The Quaker faith’s idea of “witness” helped to define counter-protests for centuries. Quakers sought to bring about social change through encounters in which people witnessed the “inner light” inside another person and were drawn together to share their light. For that reason, it is important that people be able to engage in dialogue with ‘the other side’ and, ideally, find common ground. Counter-protesters understand that the people they are confronting are their fellow citizens (and moral equals), who, accordingly, are entitled to the exact same freedoms of expression and protest they are.
But progressive courtiers do not see people like me in that way. Because I deviate, just a little, from their orthodoxy, I am understood to be a fascist, racist, transphobe, above all, an enemy who must be silenced. As such, I have forfeited all those protections, as have the thousands of comrades who will join me on Wednesday. Any opinions we express will, axiomatically, be “hate speech,” because it falls outside of the bounds deemed acceptable by the omniscient courtiers.
This explains how, with no trace of irony, the courtiers complained that we were becoming harder to spy on, intimidate and dox. In the same breath, they discussed their plan to jot down the license plate numbers of protestors for storage in a central database of “hate groups”.

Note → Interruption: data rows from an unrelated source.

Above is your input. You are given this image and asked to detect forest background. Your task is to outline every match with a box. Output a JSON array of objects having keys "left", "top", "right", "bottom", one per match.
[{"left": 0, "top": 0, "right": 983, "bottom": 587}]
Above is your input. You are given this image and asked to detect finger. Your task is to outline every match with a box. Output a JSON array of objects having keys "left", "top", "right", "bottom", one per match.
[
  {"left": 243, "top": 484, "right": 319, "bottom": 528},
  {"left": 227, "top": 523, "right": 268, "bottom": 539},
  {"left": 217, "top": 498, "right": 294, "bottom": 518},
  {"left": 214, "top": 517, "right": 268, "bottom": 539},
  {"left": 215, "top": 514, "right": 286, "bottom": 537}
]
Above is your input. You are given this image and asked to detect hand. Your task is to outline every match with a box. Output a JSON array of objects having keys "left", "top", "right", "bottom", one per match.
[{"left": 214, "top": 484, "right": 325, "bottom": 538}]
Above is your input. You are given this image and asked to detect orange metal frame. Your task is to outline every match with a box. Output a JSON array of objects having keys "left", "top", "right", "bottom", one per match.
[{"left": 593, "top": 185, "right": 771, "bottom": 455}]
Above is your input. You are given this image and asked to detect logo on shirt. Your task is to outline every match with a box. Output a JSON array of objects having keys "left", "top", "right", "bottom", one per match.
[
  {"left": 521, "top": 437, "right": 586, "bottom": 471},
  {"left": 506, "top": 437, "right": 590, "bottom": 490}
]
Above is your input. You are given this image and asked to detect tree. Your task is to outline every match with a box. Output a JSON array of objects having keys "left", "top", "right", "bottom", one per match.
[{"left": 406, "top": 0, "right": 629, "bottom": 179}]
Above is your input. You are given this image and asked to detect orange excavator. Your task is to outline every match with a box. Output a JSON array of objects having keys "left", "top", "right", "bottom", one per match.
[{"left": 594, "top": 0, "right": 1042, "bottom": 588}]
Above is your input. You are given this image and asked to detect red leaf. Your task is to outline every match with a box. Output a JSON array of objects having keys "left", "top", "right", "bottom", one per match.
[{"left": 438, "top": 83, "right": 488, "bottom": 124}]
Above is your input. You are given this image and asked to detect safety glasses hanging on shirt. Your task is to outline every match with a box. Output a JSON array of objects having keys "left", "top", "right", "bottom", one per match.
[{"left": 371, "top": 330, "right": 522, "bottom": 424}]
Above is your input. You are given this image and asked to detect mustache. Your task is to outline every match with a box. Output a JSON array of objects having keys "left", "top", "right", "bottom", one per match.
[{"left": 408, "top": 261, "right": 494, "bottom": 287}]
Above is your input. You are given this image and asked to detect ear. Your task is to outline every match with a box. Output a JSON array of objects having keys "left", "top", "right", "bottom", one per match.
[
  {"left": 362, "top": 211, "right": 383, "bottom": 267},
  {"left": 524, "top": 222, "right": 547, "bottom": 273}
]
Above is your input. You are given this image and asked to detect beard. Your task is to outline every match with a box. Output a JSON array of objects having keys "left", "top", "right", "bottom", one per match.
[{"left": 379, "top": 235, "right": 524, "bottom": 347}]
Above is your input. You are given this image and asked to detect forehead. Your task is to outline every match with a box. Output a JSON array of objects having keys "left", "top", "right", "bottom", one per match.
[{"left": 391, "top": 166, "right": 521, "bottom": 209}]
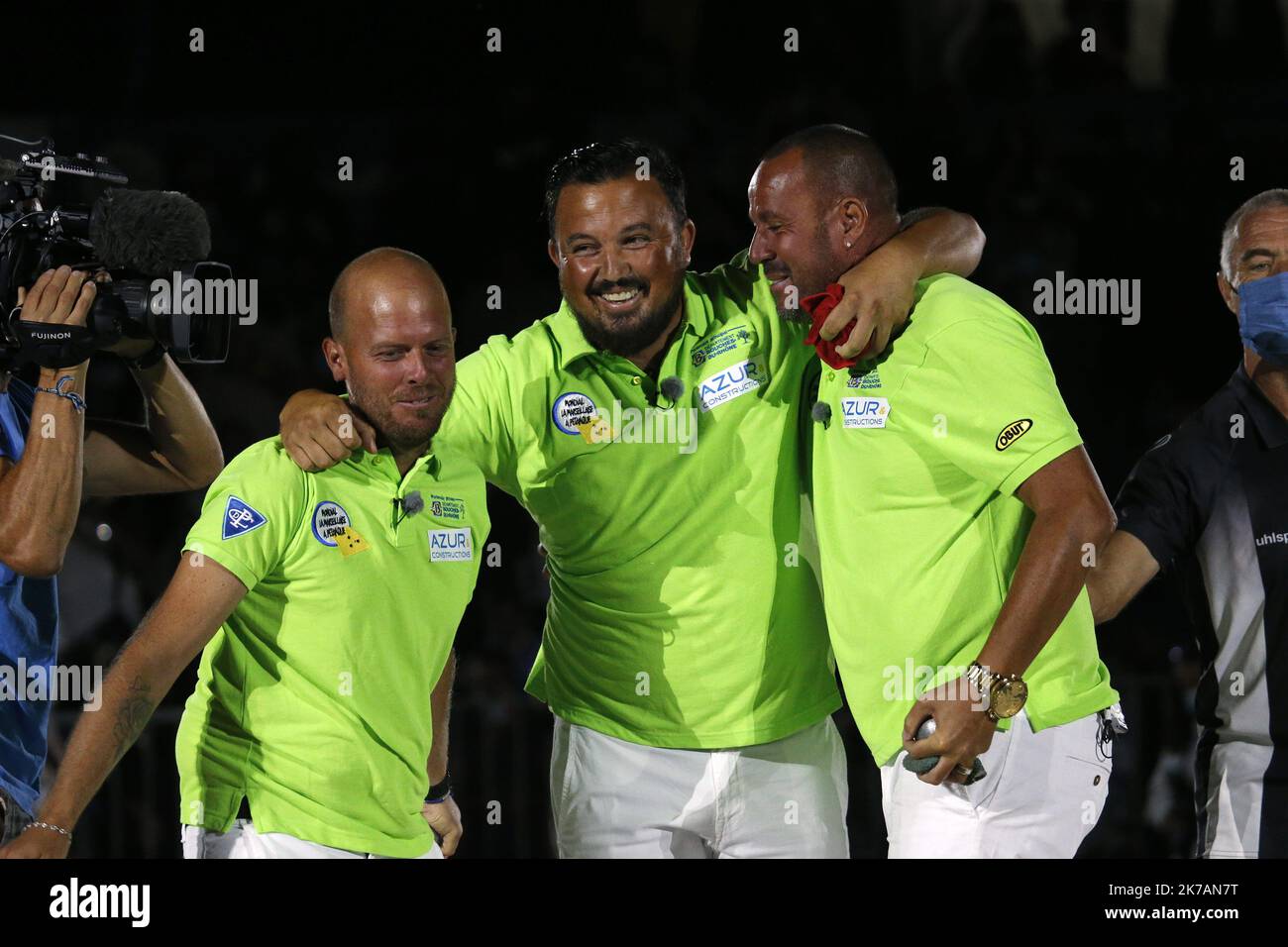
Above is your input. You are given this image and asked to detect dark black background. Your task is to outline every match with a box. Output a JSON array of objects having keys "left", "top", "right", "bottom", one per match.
[{"left": 0, "top": 0, "right": 1285, "bottom": 857}]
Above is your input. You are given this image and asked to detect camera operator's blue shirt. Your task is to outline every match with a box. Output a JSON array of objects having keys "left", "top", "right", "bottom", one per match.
[{"left": 0, "top": 378, "right": 58, "bottom": 813}]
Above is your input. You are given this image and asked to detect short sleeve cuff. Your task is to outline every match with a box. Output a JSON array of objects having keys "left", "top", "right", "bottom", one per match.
[
  {"left": 1117, "top": 515, "right": 1173, "bottom": 570},
  {"left": 997, "top": 432, "right": 1082, "bottom": 496},
  {"left": 183, "top": 549, "right": 262, "bottom": 591}
]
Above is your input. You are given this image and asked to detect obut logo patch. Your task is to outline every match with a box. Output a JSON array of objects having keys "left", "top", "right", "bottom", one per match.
[{"left": 997, "top": 417, "right": 1033, "bottom": 451}]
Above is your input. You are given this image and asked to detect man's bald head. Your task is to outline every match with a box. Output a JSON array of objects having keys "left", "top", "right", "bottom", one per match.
[
  {"left": 761, "top": 124, "right": 899, "bottom": 219},
  {"left": 327, "top": 246, "right": 451, "bottom": 340},
  {"left": 322, "top": 246, "right": 456, "bottom": 463}
]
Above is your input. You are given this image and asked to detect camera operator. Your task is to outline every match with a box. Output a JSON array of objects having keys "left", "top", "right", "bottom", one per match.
[{"left": 0, "top": 266, "right": 224, "bottom": 844}]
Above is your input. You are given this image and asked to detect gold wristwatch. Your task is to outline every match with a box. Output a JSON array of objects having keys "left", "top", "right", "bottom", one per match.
[{"left": 966, "top": 661, "right": 1029, "bottom": 723}]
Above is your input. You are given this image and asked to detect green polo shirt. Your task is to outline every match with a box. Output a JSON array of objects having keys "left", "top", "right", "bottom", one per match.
[
  {"left": 175, "top": 438, "right": 488, "bottom": 858},
  {"left": 812, "top": 275, "right": 1118, "bottom": 764},
  {"left": 439, "top": 259, "right": 840, "bottom": 749}
]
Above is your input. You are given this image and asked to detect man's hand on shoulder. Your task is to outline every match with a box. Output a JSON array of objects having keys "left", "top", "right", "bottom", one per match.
[{"left": 278, "top": 390, "right": 378, "bottom": 472}]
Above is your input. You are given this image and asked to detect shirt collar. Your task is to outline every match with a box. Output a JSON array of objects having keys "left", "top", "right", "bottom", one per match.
[
  {"left": 1231, "top": 362, "right": 1288, "bottom": 447},
  {"left": 550, "top": 273, "right": 711, "bottom": 371}
]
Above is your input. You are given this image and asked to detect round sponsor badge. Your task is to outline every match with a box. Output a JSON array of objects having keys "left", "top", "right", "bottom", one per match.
[
  {"left": 550, "top": 391, "right": 599, "bottom": 434},
  {"left": 313, "top": 500, "right": 349, "bottom": 548}
]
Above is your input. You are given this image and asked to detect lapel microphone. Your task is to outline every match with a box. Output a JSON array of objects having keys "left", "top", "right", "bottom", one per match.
[{"left": 394, "top": 489, "right": 425, "bottom": 527}]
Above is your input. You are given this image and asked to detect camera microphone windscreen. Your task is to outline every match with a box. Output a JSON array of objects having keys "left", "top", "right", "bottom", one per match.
[{"left": 89, "top": 188, "right": 210, "bottom": 275}]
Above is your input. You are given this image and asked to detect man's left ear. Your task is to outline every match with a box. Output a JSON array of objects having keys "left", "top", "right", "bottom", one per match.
[
  {"left": 1216, "top": 270, "right": 1239, "bottom": 316},
  {"left": 680, "top": 220, "right": 698, "bottom": 269},
  {"left": 322, "top": 336, "right": 345, "bottom": 381},
  {"left": 838, "top": 197, "right": 868, "bottom": 249}
]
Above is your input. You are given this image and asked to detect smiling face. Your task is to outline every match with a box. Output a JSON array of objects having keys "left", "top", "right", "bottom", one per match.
[
  {"left": 322, "top": 252, "right": 456, "bottom": 454},
  {"left": 549, "top": 175, "right": 695, "bottom": 357},
  {"left": 747, "top": 150, "right": 847, "bottom": 320}
]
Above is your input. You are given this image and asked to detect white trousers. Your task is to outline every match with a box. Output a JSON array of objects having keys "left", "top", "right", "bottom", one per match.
[
  {"left": 550, "top": 716, "right": 850, "bottom": 858},
  {"left": 881, "top": 710, "right": 1113, "bottom": 858},
  {"left": 180, "top": 818, "right": 443, "bottom": 858}
]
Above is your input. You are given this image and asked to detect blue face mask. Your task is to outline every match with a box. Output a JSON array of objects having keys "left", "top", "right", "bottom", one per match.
[{"left": 1239, "top": 273, "right": 1288, "bottom": 366}]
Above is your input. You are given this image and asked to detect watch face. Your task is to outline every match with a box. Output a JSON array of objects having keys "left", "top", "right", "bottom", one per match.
[{"left": 989, "top": 681, "right": 1029, "bottom": 719}]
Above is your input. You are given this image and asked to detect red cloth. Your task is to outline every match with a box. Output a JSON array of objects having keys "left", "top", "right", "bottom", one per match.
[{"left": 802, "top": 282, "right": 858, "bottom": 368}]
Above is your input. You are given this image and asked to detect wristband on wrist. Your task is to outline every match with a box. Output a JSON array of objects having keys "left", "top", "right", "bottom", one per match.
[
  {"left": 36, "top": 374, "right": 85, "bottom": 414},
  {"left": 22, "top": 819, "right": 72, "bottom": 841},
  {"left": 425, "top": 773, "right": 452, "bottom": 802}
]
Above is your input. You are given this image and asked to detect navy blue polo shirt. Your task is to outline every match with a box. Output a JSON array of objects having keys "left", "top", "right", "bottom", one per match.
[{"left": 1117, "top": 366, "right": 1288, "bottom": 858}]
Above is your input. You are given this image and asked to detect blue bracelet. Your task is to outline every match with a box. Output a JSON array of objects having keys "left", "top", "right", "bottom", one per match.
[{"left": 36, "top": 374, "right": 85, "bottom": 414}]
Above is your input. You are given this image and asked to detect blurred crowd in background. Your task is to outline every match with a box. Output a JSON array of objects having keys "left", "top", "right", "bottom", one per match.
[{"left": 0, "top": 0, "right": 1288, "bottom": 858}]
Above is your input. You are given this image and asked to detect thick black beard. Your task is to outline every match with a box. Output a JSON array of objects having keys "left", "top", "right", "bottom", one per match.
[{"left": 568, "top": 279, "right": 684, "bottom": 359}]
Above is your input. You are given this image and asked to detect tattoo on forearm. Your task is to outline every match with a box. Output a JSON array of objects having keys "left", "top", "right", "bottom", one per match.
[{"left": 112, "top": 674, "right": 156, "bottom": 766}]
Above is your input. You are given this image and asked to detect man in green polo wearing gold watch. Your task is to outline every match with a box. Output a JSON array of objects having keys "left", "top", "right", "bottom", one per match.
[
  {"left": 748, "top": 125, "right": 1122, "bottom": 857},
  {"left": 282, "top": 142, "right": 975, "bottom": 858}
]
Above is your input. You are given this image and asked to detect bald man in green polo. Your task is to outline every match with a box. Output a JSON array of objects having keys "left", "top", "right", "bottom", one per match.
[{"left": 5, "top": 249, "right": 488, "bottom": 858}]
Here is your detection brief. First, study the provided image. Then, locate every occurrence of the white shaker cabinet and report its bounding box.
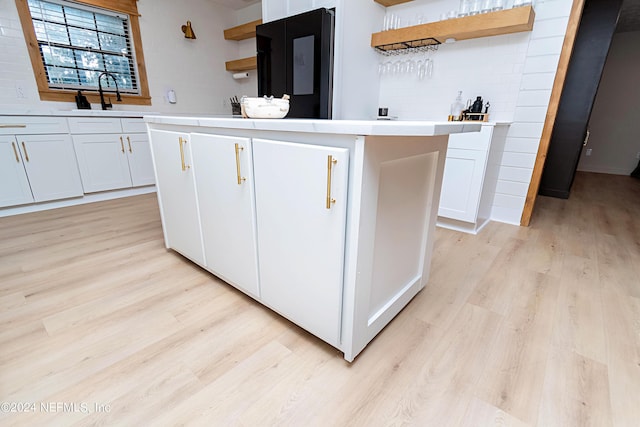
[0,135,33,207]
[69,117,155,193]
[253,139,349,346]
[150,130,204,265]
[0,116,82,207]
[16,134,82,202]
[190,133,260,297]
[438,123,507,234]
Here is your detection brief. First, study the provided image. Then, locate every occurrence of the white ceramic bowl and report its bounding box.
[240,95,289,119]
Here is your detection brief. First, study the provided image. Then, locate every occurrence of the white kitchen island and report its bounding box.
[145,116,481,361]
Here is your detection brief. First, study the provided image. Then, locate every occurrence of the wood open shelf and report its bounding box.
[225,56,258,71]
[373,0,413,7]
[371,6,535,51]
[224,19,262,40]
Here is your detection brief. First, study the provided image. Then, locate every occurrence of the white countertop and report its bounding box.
[144,114,482,136]
[0,108,155,118]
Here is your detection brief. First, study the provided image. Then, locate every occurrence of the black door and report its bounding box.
[539,0,622,199]
[256,9,334,119]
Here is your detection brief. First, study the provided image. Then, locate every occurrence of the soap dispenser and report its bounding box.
[449,90,464,121]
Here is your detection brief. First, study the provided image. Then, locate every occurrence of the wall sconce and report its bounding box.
[182,21,196,39]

This truly is the Age of the Counterfeit. Whatever these monsters are that are shambling around in the flayed skin of the trade union movement are, they are not trade unions. They are organizations that engage in the monitoring and harassment of parents whose only crime is being concerned about their children’s safety at school. They have become the enemy of the workers, the workers’ tormenters.
Stuart Parker is a Vancouver-based writer and broadcaster who serves as president of Los Altos Institute, a socialist think tank.